Lemieux noted his team will not get to go to the world championships in Detroit.

“I’ve spent much of the last week canceling hotel reservations, airplane tickets, and reservations at the Henry Ford Museum,” he said.

SMART students, parents and mentors spent every Saturday in January and February plus two days after school preparing for the competition.
“We spent over 100 hours building a robot, writing the chairman’s 10,000 word report and creating team costumes, buttons and all the necessary things needed for competitions,” Lemieux said. “We had parents and students sewing costumes, making bumpers, and preparing presentations for judges.
“All of this could not be done without the parents/mentors. Many spent countless hours helping our students prepare for the upcoming season.

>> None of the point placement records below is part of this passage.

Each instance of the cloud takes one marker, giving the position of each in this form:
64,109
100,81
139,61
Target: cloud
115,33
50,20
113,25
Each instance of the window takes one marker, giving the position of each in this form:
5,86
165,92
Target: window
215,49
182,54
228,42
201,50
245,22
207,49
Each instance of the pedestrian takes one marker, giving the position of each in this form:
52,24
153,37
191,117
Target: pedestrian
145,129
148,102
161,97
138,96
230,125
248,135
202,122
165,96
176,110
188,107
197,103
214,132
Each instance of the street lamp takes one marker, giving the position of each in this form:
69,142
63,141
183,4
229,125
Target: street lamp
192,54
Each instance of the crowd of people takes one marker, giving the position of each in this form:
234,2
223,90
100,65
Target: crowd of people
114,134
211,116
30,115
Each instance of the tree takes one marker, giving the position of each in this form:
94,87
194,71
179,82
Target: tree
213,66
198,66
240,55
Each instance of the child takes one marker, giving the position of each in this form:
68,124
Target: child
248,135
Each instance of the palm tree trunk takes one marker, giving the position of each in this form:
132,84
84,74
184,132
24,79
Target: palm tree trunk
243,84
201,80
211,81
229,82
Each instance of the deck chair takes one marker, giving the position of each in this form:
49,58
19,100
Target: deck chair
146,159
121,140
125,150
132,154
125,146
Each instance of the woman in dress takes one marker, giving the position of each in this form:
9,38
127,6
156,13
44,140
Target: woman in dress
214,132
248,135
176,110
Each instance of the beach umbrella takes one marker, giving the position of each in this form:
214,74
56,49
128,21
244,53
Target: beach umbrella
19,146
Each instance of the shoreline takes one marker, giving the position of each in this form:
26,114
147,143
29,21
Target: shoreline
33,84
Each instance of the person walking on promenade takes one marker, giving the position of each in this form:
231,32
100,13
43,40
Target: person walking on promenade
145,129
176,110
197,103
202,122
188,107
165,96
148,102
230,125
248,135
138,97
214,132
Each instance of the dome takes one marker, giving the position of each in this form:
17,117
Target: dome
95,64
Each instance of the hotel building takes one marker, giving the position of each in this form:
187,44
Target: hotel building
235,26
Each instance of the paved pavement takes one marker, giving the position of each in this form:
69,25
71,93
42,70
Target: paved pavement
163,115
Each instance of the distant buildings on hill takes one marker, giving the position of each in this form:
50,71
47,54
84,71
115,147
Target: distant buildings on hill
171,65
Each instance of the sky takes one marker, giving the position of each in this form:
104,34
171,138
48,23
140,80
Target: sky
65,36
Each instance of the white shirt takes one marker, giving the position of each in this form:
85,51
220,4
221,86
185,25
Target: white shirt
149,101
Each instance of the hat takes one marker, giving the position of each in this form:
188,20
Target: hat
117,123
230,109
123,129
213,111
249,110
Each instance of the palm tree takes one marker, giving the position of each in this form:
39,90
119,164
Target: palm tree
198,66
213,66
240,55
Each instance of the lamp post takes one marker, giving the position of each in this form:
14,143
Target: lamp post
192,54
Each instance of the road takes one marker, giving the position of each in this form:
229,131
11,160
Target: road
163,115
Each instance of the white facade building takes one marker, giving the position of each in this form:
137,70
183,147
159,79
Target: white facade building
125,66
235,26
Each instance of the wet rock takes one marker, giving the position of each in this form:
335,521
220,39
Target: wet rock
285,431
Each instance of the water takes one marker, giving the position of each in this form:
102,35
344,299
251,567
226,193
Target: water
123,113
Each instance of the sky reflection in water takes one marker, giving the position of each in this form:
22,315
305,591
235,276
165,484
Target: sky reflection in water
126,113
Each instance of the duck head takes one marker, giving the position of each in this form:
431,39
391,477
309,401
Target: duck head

“Many of our mentors spent time shopping, going to hardware stores, and preparing things at home for our team. Each Saturday during build season we fed up to 25 people.  Having families donate food saved us a lot of money and resources.”
Lemieux said almost everything was packed when he learned the season had been canceled.
“It’s not anyone’s fault,” he said.
Lemieux plans to retire at the end of the school year. Not being able to compete with this year’s robot, perhaps the best his students have ever built, is frustrating, he said.